One such important denominator can be “boiled down” to a single assertion that - as an ML engineer - I am particularly fond of:

“Chances are, you do NOT need ML to solve THAT problem.”

I get it - building a machine learning model is exciting stuff. Observing it as it generates predictions on your company’s production environment is even more exciting.

But, there’s “no free lunch”.

Being a good engineer in the industry is typically not about building complex, state-of-the-art sophisticated solutions - this is not academia. It’s all about generating constant and considerable value for the product and company that you work for, while being cost-effective. To do that, you should be dead certain which is the right tool and approach for each problem that you’re required to solve. ML is just one of many tools in an engineer’s toolbox.

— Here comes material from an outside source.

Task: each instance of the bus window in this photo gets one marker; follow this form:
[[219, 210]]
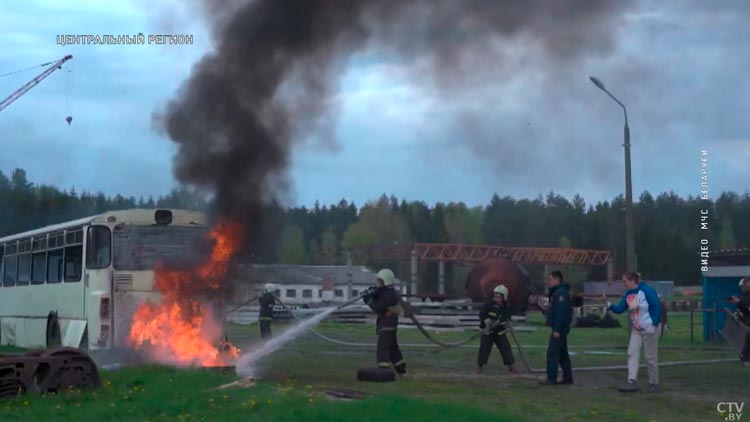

Coincidentally, the last couple of weeks I have been reading Chip Huyen’s great book called Designing Machine Learning Systems. This realization, that ML is not always the right tool for the job, is one of the main takeaways from the book.

Chip went a step further and created a list of 9 criteria that we should consider before commiting to an ML solution for our problem. I found this list to be very accurate & useful, so decided to share it here. ML is the right approach when:

  • the system has the capacity to learn.
  • there are patterns to learn, and they are complex.
  • data are available, or it’s possible to collect data.
  • it’s a predictive problem.
  • unseen data shares patterns with the training data.
  • it’s repetitive.
  • the cost of wrong predictions it’s cheap.
  • it’s at scale.
  • the patterns are constantly changing.

Next time you’re faced with a problem that you think ML might be the right tool for, consider these 9 criteria. Go through each one of them and see if they apply to your problem. Make sure that all of them are met before you commit to an ML solution. If not, chances are that there exists a simpler, more cost-effective solution for this problem. Take some time to think what this solution might be.